Autobahnbrücke in Berlin: Es bröckelt unter der Rudolf-Wissell-Brücke

Die Autobahnbrücke ist marode. Da sie abgerissen wird, lohnen „Schönheitsreparaturen“ nicht. Standsicher bleibt sie.

Es rostet und bröselt unter der Rudolf-Wissell-Brücke, der längsten Brücke der Stadt. Kleine Betonbröckchen seien von dem Teilstück der Stadtautobahn in Westend schon herabgeflogen, bestätigt Derk Ehlert, Sprecher der Senatsverwaltung für Verkehr. Verletzt worden sei aber bislang niemand. Und Gefahr für die Stabilität der Brücke bestehe auch nicht. Die Brücke ist zwar insgesamt marode und soll durch eine Neubau ersetzt werden, aber die aktuellen Schadstellen seien nur oberflächlich und kein Grund zur Sorge. „Die Brücke ist standsicher“, sagte Ehlert.

Der Bröselbeton entstehe durch kleine Haarrisse, in die Feuchtigkeit dringe. Durch die starken Temperaturschwankungen im Winter würden sich kleine Segmente des Betonputzes ablösen und irgendwann herabfallen. An Hausfassaden hängt man zum Schutz der Fußgänger Netze auf, an der knapp ein Kilometer langen Brücke werden die lockeren Teile regelmäßig mit dem Hammer abgeschlagen, berichtet Ehlert. Das werde bei der turnusmäßigen Sichtkontrolle miterledigt, die alle vier Monate ansteht. Die Schadstellen werden danach nicht verputzt, „Schönheitsreparaturen“ lohnten sich nicht mehr, weil die Brücke abgerissen werden soll.

Besondere Sicherheitsvorkehrungen

Zuletzt wurden im November lose Betonteilchen abgeschlagen, allerdings nur in den Bereichen der Brücke, die über Land verlaufen. Über der Spree sei es sehr schwierig , mit herkömmlicher Technik an die Unterseite der Brücke zu kommen. Daher wurde eine Firma beauftragt, einen speziellen Hubsteiger mit extralangem Ausleger an der Spree in Stellung zu bringen. Von der Arbeitsbühne aus können dann lose Betonteile abgeschlagen werden. Am dem 23. Januar soll der Kran aufgebaut werden. Bis dahin gelten unter der Brücke besondere Sicherheitsvorkehrungen. Die Mitarbeiter des Wasser- und Schifffahrtsamts an der Schleuse Charlottenburg müssen Helm tragen, außerdem werden die Schiffsführer auf die Gefahrenstelle hingewiesen.
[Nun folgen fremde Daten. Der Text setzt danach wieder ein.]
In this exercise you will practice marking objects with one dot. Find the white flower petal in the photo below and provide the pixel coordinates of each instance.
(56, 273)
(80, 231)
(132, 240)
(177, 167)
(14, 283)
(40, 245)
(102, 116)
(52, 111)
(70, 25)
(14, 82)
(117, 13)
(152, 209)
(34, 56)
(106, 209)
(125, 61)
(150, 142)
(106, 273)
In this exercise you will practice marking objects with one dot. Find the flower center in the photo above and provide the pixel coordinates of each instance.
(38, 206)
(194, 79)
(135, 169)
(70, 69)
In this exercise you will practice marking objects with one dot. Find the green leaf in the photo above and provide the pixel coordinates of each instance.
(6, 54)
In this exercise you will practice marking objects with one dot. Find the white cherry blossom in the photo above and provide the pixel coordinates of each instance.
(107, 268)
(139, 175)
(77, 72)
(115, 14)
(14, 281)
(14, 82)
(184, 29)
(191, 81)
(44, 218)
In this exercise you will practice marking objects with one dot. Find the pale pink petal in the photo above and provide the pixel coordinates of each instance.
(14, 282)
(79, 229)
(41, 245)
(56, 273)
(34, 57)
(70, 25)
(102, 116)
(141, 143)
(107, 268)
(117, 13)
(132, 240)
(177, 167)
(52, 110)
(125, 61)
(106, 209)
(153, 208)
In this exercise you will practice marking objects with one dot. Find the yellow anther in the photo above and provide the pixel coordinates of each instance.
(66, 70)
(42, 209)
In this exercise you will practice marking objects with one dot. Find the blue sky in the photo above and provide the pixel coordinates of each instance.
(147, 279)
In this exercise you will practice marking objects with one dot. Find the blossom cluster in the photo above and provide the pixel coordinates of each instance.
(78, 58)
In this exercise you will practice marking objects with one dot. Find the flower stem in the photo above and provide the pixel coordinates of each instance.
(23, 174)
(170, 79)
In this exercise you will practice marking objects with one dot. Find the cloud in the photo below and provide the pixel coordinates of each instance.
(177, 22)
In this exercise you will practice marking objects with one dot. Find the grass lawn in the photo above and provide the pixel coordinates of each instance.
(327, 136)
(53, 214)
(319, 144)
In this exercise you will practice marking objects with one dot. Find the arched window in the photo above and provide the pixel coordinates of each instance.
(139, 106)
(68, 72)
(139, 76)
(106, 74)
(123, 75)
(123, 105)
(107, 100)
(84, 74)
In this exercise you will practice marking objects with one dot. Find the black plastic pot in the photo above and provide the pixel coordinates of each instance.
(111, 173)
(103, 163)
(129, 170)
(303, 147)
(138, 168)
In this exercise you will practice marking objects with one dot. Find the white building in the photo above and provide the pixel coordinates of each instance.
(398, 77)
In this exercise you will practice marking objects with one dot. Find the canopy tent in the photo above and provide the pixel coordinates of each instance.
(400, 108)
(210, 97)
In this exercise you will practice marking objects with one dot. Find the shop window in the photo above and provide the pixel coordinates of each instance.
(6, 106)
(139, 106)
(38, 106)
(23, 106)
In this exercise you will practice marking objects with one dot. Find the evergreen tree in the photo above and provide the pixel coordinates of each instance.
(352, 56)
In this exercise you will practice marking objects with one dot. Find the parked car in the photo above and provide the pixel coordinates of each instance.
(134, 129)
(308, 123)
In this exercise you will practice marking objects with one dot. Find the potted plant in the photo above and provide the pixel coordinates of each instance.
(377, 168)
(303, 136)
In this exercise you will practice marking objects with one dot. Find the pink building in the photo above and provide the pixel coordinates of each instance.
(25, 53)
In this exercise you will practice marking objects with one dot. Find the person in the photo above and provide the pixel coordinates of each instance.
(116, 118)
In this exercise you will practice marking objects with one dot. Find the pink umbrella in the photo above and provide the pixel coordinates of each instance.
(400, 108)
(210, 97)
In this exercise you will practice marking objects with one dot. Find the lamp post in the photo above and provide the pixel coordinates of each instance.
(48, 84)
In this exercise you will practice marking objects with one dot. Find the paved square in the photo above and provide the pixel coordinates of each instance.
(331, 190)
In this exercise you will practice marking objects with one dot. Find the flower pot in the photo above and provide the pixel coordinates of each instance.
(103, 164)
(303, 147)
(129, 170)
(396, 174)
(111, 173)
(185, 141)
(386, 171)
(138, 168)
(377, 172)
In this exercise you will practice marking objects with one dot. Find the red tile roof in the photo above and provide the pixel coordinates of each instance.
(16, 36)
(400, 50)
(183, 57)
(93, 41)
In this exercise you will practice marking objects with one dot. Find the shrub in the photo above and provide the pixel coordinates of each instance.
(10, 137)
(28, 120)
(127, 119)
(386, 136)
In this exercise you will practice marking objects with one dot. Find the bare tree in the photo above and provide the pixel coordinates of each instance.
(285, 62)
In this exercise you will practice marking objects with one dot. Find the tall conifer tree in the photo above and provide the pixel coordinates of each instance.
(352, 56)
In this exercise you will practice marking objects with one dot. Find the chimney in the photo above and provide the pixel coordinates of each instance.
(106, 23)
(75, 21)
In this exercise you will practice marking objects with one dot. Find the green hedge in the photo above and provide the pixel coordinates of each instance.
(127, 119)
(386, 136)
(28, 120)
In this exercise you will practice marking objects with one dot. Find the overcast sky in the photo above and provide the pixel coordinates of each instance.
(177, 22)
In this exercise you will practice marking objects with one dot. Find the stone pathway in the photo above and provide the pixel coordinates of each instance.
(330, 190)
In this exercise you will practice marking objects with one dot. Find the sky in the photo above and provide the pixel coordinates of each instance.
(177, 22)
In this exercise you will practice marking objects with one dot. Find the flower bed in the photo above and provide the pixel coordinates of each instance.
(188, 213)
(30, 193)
Die Wissell-Brücke wurde Ende der 50er Jahre gebaut, für die Dauerbelastung von aktuell 180000 Fahrzeugen am Tag war sie aber nicht ausgelegt. Der Neubau ist seit langem beschlossen, die Planungen zogen sich aber in die Länge, weil die Brücke nur an einem Stück abgerissen werden kann. Das Berliner Ingenieurbüro Leonhardt, Andrä und Partner setzte sich bei der Ausschreibung durch, mit dem Vorschlag, die Richtungsfahrbahnen baulich zu trennen, die Bauwerke sollen bis zu 60 Meter auseinander liegen. 200 Millionen Euro muss der Bund als Bauherr kalkulieren, der Baubeginn ist frühestens 2023. Planung und Bau liegen aber – anders als bei der Verlängerung der A 100 – nicht mehr bei der Senatsverwaltung für Verkehr. Die Bundesfernstraßengesellschaft Deges betreut das Projekt.

Noch etwas durchhalten

Bis zur Fertigstellung der Teil-Brücke für den Verkehr stadtauswärts wird die alte Brücke noch durchhalten müssen, dann kann abgerissen und auf den alten Fundamenten die Teil-Brücke für den künftigen Verkehr stadteinwärts errichtet werden. Weil also noch bis mindestens 2026 auf der alten Brücke gefahren wird, hat der Bund vor anderthalb Jahren eine grundlegende Fahrbahnsanierung spendiert. Diese Arbeiten hatten aber mit der Standfestigkeit der Brücke nichts zu tun. Die nächste Hauptuntersuchung, die alle sechs Jahre stattfindet, ist für 2020 vorgesehen.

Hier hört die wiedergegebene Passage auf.